Country diary: warm breezes bring life to these romantic ruins

Hulne Priory on sunny autumn day. Photograph: Susie White
Hulne Priory on sunny autumn day. Photograph: Susie White

Curving alongside the River Aln, Lady’s Well Drive is one of several ways through the walled estate of Hulne Park. At our feet, the jagged leaves and spiky cases of sweet chestnuts. Bracken flares gold and a resinous scent of pines is brought on the warm breeze. Light bounces and flashes on the river as fish leap, smacking back down into the water. Mallards panic upstream as we round the bend to see the walls of Hulne Priory cresting its steep mount.

We look up at the protective curtain wall, silver-grey stone against a clear sky. A grassy path leads up between two aged sycamores, their bases bulbous and mossy, their branches throwing shadows across the priory wall. Ivy spills over the top, roots like fat veins anchored between the stones, the sickly scent of its flowers attracting a late red admiral and several hoverflies. There’s valerian and wild wallflower, colonising plants that add an air of romance. A flock of fieldfares descend on a hawthorn to tug at its berries as we look for a way in.

Through a door the colour of buttermilk, the priory reveals itself, a scattering of ruined church and claustral buildings, roofless gable ends and empty windows. We surprise a couple of hens dust-bathing beneath a yew tree. A headless statue emerges from an arched recess. Trails of ivy-leaved toadflax decorate the gritty lime mortar. There’s a sculpture of a praying friar, an 18th-century embellishment.

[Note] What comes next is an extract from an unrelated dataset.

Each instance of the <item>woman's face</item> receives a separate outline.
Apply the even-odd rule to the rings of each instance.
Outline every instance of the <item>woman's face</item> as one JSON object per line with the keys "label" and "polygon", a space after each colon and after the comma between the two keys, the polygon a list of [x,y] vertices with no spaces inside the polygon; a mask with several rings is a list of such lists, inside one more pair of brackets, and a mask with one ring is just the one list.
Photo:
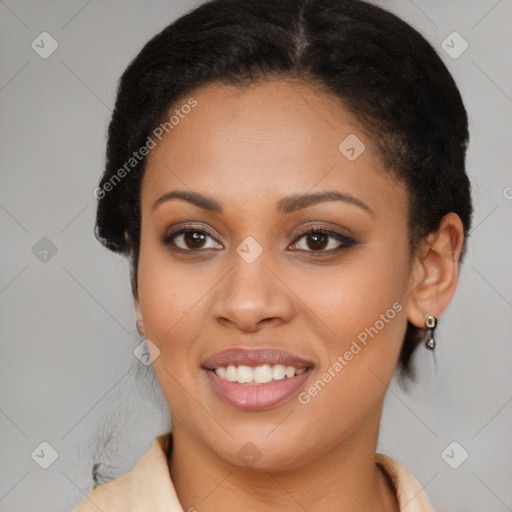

Hulne Priory on sunny autumn
Hulne Priory. ‘Ivy spills over the top, roots like fat veins anchored between the stones.’ Photograph: Susie White

Founded in 1240, this was one of the first Carmelite houses to be established in England. It included bakehouse, brewhouse and malt kiln. The curtain wall and a defensive tower were added in the 15th century, and later a summerhouse in the Gothick style, by Robert Adam and “Capability” Brown. Its crenellations and quatrefoils were an enhancement of the picturesque, an atmosphere that is still there, thanks to the clambering ivy and the wildflowers on the walls.

We sit on some steps in the sun as a kestrel lifts off and hangs in the air above, warm russet against blue sky. Cold weather is coming, but it’s hard to believe these autumn days will end.